Он сам предсказал свою посмертную судьбу в пронзительном стихотворении 1933 года «Это какая улица?..»:
Позже, уже в перестроечные годы, настанет черед воспоминаний Надежды Яковлевны – великой вдовы, как называли ее современники. Когда я читала студентам перемежающиеся постоянными уточнениями заметки о лагерном бытии и гибели Осипа Эмильевича, то с немалым трудом удерживала срывающийся голос. Беспощадный сарказм «Второй книги» по сей день помогает мне сохранять на должной высоте планку нравственной оценки подлостей и пошлостей современной российской действительности, корни которых так и не выдернуты из прошлого.
Кстати, при всей уважительной любви к личности и творчеству Л. К. Чуковской, никак не могу согласиться с той уничижительной характеристикой мемуаров Надежды Яковлевны, которая дана в книге «Дом поэта». Право вдовы Мандельштама на некоторые неточности и порой слишком фамильярные характеристики выстрадано, сполна оплачено и полностью искупается не щадящей себя откровенностью.
Почему-то в моем читательском мире не пролегало пресловутой границы, в шутку характеризуемой следующим образом: «чай, собака, Пастернак» – «кофе, кошка, Мандельштам». Так же, как Толстой и Достоевский, необходимы были оба, как равно необходимыми оказались Цветаева и Ахматова. Не думаю, что это показатель всеядности. Необходимым становилось все настоящее, «крупное, неотменимое», все, что свидетельствовало о подлинной человечности и страстном, нескончаемом, у каждого своем поиске истины.
Как по-разному великая четверка воспринимала один и тот же кровоточащий кусок времени и истории, выпавший им на долю! (Один и тот же – напоминаю годы рождения: 1889 – Ахматова, 1890 – Пастернак, 1891 – Мандельштам, 1892 – Цветаева.) И как глубоко, нестандартно, пластично и чувственно явлено время в их творчестве. К слову, у меня никогда не возникало желания присоединить к ним Маяковского, видимо, из-за насилия, учиненного им по собственной воле над собственным поэтическим трудом. Ничего подобного не могло быть в судьбе тех четверых, и это лучшее доказательство высшего качества их человеческой природы.

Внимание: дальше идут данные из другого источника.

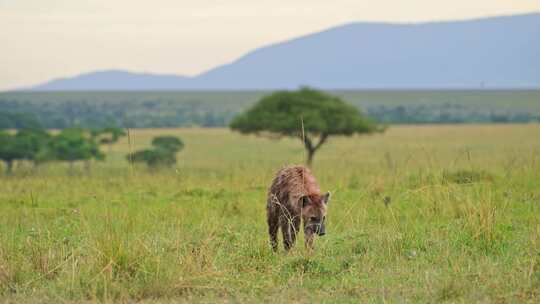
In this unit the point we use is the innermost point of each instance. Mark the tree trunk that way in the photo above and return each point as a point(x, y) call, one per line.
point(71, 168)
point(309, 160)
point(9, 167)
point(311, 149)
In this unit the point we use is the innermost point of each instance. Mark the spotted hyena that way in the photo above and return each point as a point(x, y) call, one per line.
point(293, 197)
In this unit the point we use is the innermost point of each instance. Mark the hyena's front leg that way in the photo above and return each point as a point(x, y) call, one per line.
point(289, 228)
point(273, 226)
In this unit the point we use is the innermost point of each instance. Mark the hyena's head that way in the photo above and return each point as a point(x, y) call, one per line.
point(314, 215)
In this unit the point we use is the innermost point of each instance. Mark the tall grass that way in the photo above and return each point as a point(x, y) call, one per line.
point(420, 214)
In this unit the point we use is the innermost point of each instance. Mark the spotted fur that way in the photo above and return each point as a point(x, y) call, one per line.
point(295, 197)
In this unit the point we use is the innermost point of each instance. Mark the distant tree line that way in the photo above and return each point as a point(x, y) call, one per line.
point(217, 109)
point(72, 145)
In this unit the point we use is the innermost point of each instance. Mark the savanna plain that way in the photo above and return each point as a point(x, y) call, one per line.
point(446, 213)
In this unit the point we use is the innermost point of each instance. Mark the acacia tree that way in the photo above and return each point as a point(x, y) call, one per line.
point(323, 115)
point(8, 150)
point(74, 144)
point(108, 136)
point(26, 144)
point(163, 152)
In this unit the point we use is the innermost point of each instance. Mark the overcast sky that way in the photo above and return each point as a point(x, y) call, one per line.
point(44, 39)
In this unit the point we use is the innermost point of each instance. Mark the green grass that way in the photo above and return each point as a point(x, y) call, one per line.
point(418, 214)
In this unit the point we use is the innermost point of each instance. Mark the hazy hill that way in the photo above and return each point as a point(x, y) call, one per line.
point(490, 52)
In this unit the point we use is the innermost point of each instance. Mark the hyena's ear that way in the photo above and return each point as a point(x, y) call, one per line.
point(305, 201)
point(326, 198)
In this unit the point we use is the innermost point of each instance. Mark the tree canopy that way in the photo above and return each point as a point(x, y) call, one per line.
point(322, 115)
point(163, 152)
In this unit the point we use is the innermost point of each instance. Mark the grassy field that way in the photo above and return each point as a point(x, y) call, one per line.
point(418, 214)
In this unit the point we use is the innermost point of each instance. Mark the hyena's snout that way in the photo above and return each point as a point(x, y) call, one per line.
point(321, 231)
point(317, 228)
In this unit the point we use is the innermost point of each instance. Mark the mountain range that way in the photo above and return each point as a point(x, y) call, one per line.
point(495, 52)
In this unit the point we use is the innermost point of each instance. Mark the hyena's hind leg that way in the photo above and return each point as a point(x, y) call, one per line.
point(272, 218)
point(289, 228)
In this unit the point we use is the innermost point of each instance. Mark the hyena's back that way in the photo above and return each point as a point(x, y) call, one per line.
point(289, 185)
point(283, 203)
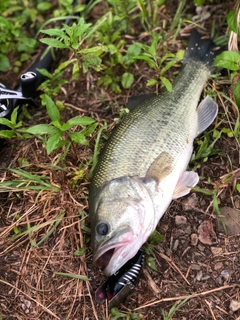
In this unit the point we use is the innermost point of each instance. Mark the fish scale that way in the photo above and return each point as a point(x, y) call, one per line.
point(140, 138)
point(142, 166)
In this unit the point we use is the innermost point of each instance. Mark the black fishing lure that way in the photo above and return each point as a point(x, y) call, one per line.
point(118, 285)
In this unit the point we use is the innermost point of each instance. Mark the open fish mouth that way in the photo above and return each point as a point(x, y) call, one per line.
point(113, 247)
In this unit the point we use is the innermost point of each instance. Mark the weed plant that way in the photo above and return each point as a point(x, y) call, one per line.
point(101, 47)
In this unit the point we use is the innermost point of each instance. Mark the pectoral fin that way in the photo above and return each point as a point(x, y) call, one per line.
point(161, 167)
point(207, 112)
point(187, 180)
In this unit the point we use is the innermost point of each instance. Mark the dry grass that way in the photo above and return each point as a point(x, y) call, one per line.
point(40, 232)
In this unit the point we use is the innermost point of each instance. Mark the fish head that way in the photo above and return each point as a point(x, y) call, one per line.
point(124, 219)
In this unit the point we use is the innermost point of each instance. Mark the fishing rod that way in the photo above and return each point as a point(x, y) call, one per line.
point(26, 90)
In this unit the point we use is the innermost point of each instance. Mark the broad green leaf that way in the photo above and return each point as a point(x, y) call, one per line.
point(236, 92)
point(55, 32)
point(6, 122)
point(232, 21)
point(167, 84)
point(148, 59)
point(79, 138)
point(89, 129)
point(14, 116)
point(44, 6)
point(228, 59)
point(53, 141)
point(54, 43)
point(134, 50)
point(6, 134)
point(238, 187)
point(52, 109)
point(45, 73)
point(41, 129)
point(127, 80)
point(152, 82)
point(80, 252)
point(83, 121)
point(168, 65)
point(4, 63)
point(64, 64)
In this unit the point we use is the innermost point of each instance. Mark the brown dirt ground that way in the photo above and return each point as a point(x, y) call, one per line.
point(209, 273)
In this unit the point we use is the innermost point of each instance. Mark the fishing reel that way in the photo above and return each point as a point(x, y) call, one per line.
point(118, 285)
point(9, 99)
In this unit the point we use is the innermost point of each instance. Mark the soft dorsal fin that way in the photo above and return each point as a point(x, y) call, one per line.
point(187, 180)
point(161, 167)
point(207, 112)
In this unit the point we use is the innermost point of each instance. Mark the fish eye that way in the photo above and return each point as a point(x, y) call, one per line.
point(102, 228)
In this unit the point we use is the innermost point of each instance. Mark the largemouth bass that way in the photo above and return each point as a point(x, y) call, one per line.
point(142, 167)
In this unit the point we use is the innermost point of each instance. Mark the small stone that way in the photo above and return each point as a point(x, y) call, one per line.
point(218, 266)
point(179, 220)
point(199, 275)
point(234, 305)
point(194, 239)
point(231, 218)
point(190, 202)
point(175, 245)
point(201, 247)
point(216, 250)
point(225, 274)
point(219, 281)
point(206, 234)
point(188, 230)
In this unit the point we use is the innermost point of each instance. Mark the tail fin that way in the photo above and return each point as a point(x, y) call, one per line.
point(201, 49)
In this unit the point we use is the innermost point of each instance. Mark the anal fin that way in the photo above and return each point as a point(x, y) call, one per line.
point(187, 180)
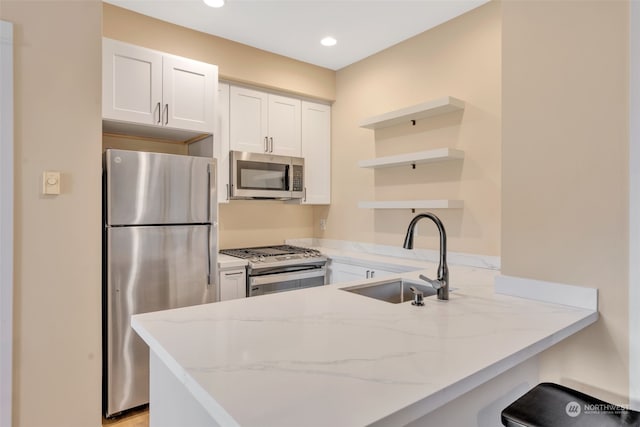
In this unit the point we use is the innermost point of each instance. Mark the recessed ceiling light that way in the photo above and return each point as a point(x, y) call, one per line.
point(328, 41)
point(214, 3)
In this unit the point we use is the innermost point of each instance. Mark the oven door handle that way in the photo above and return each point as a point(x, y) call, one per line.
point(285, 277)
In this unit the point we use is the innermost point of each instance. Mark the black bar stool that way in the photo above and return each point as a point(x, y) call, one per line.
point(553, 405)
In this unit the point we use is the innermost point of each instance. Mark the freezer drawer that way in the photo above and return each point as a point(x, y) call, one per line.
point(154, 188)
point(148, 269)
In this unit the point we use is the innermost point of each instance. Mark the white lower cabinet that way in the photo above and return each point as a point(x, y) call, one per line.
point(233, 284)
point(342, 272)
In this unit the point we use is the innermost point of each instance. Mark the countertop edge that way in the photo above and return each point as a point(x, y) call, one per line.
point(209, 404)
point(440, 398)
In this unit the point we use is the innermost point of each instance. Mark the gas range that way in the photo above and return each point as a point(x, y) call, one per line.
point(281, 268)
point(276, 255)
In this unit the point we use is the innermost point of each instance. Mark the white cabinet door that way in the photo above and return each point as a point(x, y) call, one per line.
point(233, 284)
point(284, 126)
point(131, 83)
point(248, 120)
point(316, 150)
point(146, 87)
point(264, 123)
point(221, 142)
point(188, 94)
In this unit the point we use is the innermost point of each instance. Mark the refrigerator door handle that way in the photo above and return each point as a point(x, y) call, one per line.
point(209, 247)
point(209, 256)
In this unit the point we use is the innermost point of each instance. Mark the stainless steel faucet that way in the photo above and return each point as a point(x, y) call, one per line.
point(441, 284)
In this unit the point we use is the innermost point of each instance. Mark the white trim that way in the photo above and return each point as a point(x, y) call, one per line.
point(6, 220)
point(634, 205)
point(557, 293)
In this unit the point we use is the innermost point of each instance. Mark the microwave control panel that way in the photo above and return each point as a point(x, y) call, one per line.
point(298, 182)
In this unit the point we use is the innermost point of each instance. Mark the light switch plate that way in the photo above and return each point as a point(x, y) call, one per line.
point(51, 182)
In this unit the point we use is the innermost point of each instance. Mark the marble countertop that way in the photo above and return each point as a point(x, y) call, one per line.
point(323, 356)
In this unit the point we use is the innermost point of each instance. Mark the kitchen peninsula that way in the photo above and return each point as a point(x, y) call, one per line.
point(323, 356)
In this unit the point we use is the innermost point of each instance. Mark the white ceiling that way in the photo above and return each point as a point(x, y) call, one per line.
point(294, 28)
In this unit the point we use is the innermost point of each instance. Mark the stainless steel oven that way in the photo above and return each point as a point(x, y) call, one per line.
point(281, 268)
point(279, 279)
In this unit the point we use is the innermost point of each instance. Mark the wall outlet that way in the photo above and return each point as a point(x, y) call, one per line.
point(51, 182)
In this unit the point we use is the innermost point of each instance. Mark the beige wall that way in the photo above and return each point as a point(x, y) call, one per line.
point(57, 360)
point(460, 58)
point(565, 171)
point(242, 223)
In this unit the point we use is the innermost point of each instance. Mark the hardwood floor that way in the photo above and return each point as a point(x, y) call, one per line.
point(136, 418)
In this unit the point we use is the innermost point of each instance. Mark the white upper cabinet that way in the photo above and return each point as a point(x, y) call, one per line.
point(284, 126)
point(260, 122)
point(131, 83)
point(147, 87)
point(316, 150)
point(248, 125)
point(188, 93)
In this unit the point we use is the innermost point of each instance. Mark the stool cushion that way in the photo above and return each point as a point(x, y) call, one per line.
point(553, 405)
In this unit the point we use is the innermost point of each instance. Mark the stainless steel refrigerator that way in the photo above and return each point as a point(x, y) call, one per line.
point(159, 252)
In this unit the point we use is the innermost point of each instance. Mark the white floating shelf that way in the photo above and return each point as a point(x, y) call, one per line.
point(448, 104)
point(430, 156)
point(413, 204)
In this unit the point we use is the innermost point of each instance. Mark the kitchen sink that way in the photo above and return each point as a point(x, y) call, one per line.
point(394, 290)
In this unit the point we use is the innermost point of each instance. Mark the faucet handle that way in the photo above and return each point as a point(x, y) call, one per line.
point(437, 284)
point(417, 296)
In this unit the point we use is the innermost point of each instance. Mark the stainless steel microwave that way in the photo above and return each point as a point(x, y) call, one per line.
point(265, 176)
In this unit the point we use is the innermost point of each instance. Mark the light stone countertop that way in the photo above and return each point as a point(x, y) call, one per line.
point(326, 357)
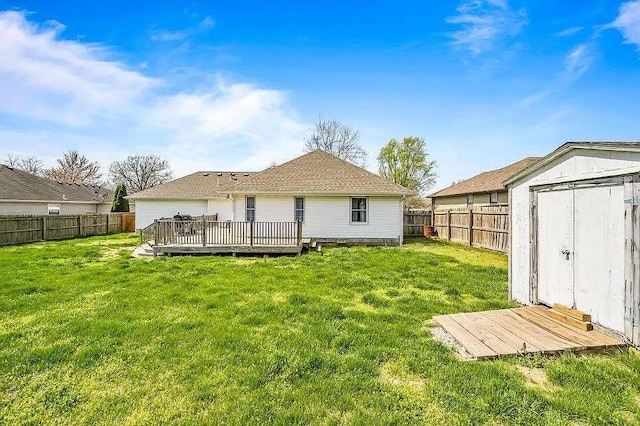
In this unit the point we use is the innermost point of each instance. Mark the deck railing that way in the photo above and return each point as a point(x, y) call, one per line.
point(205, 232)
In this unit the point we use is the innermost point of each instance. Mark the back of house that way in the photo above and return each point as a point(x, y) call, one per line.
point(335, 200)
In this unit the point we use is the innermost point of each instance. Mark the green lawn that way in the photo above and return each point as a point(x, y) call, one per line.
point(90, 335)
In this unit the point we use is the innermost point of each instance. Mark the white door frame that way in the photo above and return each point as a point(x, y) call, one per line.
point(632, 244)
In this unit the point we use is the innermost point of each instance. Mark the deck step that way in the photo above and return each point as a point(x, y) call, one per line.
point(579, 315)
point(562, 317)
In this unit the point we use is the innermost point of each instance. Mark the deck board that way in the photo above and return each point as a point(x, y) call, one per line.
point(465, 338)
point(490, 334)
point(472, 323)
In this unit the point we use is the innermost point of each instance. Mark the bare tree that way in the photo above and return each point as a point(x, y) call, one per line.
point(338, 139)
point(74, 167)
point(28, 164)
point(140, 172)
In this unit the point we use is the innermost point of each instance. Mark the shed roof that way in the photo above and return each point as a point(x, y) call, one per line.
point(318, 172)
point(487, 181)
point(569, 146)
point(18, 185)
point(203, 184)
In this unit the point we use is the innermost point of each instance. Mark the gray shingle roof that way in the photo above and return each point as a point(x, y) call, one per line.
point(19, 185)
point(487, 181)
point(317, 172)
point(203, 184)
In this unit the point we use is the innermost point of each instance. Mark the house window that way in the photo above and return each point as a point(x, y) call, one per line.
point(299, 209)
point(251, 209)
point(359, 210)
point(53, 209)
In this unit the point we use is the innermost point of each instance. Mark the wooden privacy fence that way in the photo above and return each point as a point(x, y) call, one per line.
point(414, 221)
point(486, 227)
point(28, 229)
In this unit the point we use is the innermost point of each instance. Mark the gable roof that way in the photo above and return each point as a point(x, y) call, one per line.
point(317, 172)
point(569, 146)
point(203, 184)
point(22, 186)
point(487, 181)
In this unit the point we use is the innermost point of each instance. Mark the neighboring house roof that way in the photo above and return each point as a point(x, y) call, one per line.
point(488, 181)
point(317, 172)
point(569, 146)
point(203, 184)
point(17, 185)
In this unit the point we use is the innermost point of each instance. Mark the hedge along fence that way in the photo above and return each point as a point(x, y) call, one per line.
point(28, 229)
point(486, 227)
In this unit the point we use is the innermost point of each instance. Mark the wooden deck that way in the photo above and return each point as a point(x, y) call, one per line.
point(526, 330)
point(203, 235)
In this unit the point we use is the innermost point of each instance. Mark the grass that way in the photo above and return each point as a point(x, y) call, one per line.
point(90, 335)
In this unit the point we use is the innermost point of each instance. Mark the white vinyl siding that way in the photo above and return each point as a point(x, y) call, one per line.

Они не только прочно поставили мой поэтический слух, навсегда задав планку восприятия художественного слова, но и воспитывали бесстрашие: если существует такое искусство, то, что бы ни происходило, жить не страшно…
Погружение в безвременье
(1972–1975)
А впрочем, какое уж тут бесстрашие! В 1975 году я защищала кандидатскую диссертацию, и по настоянию коллег пришлось удалить из библиографического списка книгу известного лингвиста и культуролога В. А. Московича, незадолго до этого эмигрировавшего в Израиль. Царапнуло внутри неприятным холодком, но и только. А ведь еще в 1969-м я слушала блестящее выступление Московича, бывшего оппонентом на защите одного из лучших учеников Б. Н. Головина – Рафаила Юрьевича Кобрина, моего коллеги и друга. На глазах менялось отношение к новому в нашей науке. Например, если в 1960-х Юрий Михайлович Лотман (как и Тартуская семиотическая школа) были нашими кумирами, то уже с начала 1970-х начинается осторожное отторжение, а затем и откровенное неприятие и осуждение многих его работ.
В общем, жизнь текла безостановочно, повседневность требовала какого-никакого, а осмысления, тем более что после 1968 года (вторжения советских войск в Чехословакию) ощущение если не пошлости, то вязкой косности мысли и действия начинало бессознательно затруднять дыхание. 1970-е и 1980-е годы горько вспоминаются незаметным ростом усталого равнодушия, ватного бессилия любой внеличной инициативы. Потому и погружались с головой многие мои друзья в личную жизнь, в доступное искусство, во всевозможные хобби, в пьянство наконец. Или готовились к эмиграции.